Analytical events recorded by your product
User actions
Users’ data and personal identifiable information (PII)
Backend services actions
Algorithm decisions
Processing of raw data for models generation
Processing of raw data for transforming it to aggregated data
Events generated by various sensors

And plenty of other types of data.

A data strategy in our context means that you have guidelines and/or policies in place for how to store, process and retain each type of data that your product produces over time.

Why is it important to have a data strategy in place?

Not sure if you read or not my post about cloud infrastructure costs. Whether you did or not - I recommend (re)visiting it here.

In this post I discuss the implications on your cloud’s costs if you don’t maintain your cloud infrastructure properly.

This is just one aspect.

You need to understand that with a lack of proper data strategy - each developer may:

Create data sets as they see fit and duplicate data which already exists - which costs money, but may also cause data inconsistencies
Store the data in the wrong type of storage - which will cause low performance in extracting this data and spikes in costs
Forget to assign any proper retention policy on the data - which will cause it to be retained forever, even if unnecessary OR the exact opposite - delete it too often when it’s still needed

Additionally, if your architect and/or your devOps didn’t take care of proper backups and have a proper disaster recovery plan - then you may not be able to reconstruct the data if it was accidentally lost.

Hence, with a lack of proper data strategy this is probably what you’re going to experience as a product manager:

Spikes in infrastructure costs which are not proportional to the business growth (and hence you’ll start losing money)
Features take much more time to get to production because your engineering team is struggling with gathering all relevant data points with their code for producing meaningful and timely results.
Delivered features are underperforming in terms of runtime execution time or memory consumption.
Data inconsistencies which result in data inquiries that return inaccurate or wrong results (internally, or even to your end users).
Loss of data (I don’t need to explain why this is bad, right?)

I’m not sure if costs reduction is part of your goals or not - so you may or may not care about #1. I am, however, certain, that you care about #2 and it may become a real velocity killer and reduce your time to market.

If high runtime performance is also an important aspect of your product - then you probably care about #3 as well.

Last - #4 means you cannot trust the data of your organization.
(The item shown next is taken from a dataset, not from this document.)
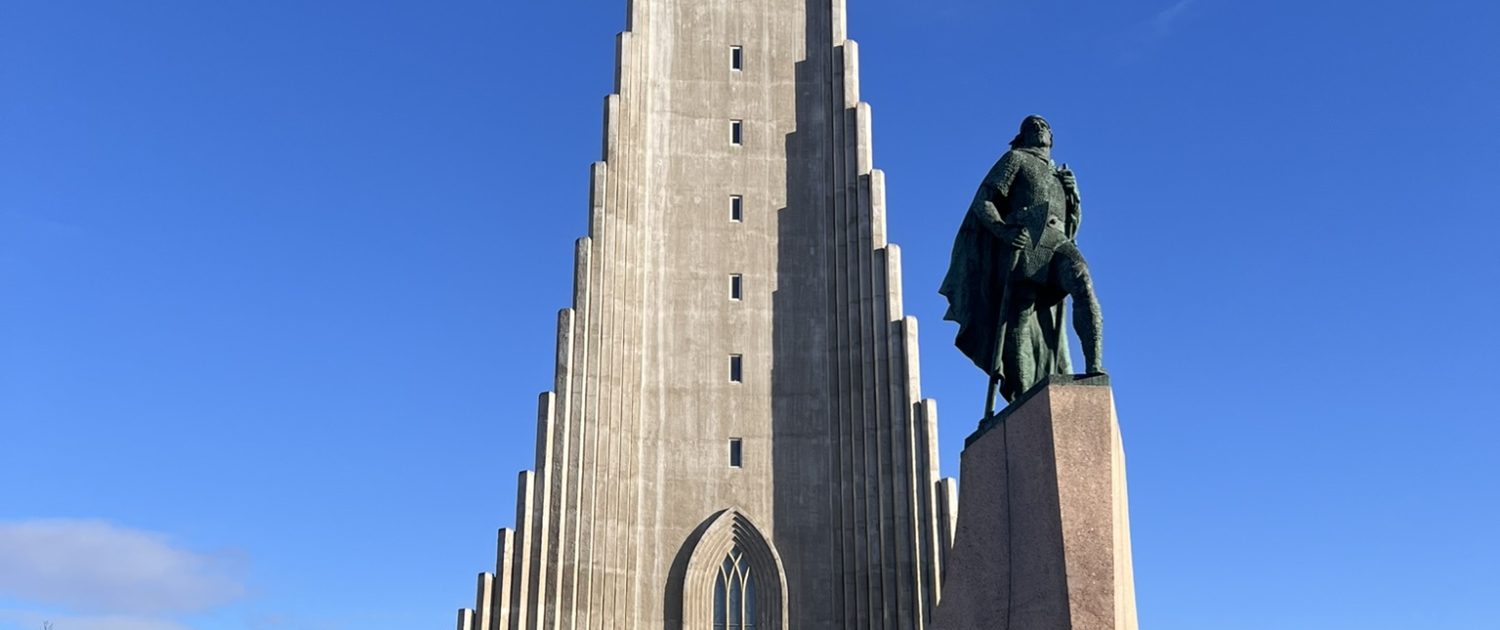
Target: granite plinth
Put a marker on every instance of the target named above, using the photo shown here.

Your users may not trust the reports you send them or even won’t bother to sign in to the reporting dashboard that you provide them with. Hence, you lost potential stickiness (aside from all other problems).

Sadly, I see this too often in companies I mentor. There is no proper data strategy and the problems above surface this way or another, causing a great havoc, loss of money and loss or competitive edge.

How can you help your engineering team avoid this?

Understanding data

Since we’re deep into the age of ‘big data’ - you no longer have the luxury of playing it dumb when it comes to your product’s data and how to handle it.

Hence, the first step in solving the problems above is to understand the basics of cloud data infrastructure and the various data storage types.

Now, there are plenty of ways to view and analyze the world of data. If you simply type ‘data types’ in Google you will get results about variables in programming languages, or storage types such as flash drives, NAS servers, etc…

We don’t care about all of those in the context of this post… and potentially ever.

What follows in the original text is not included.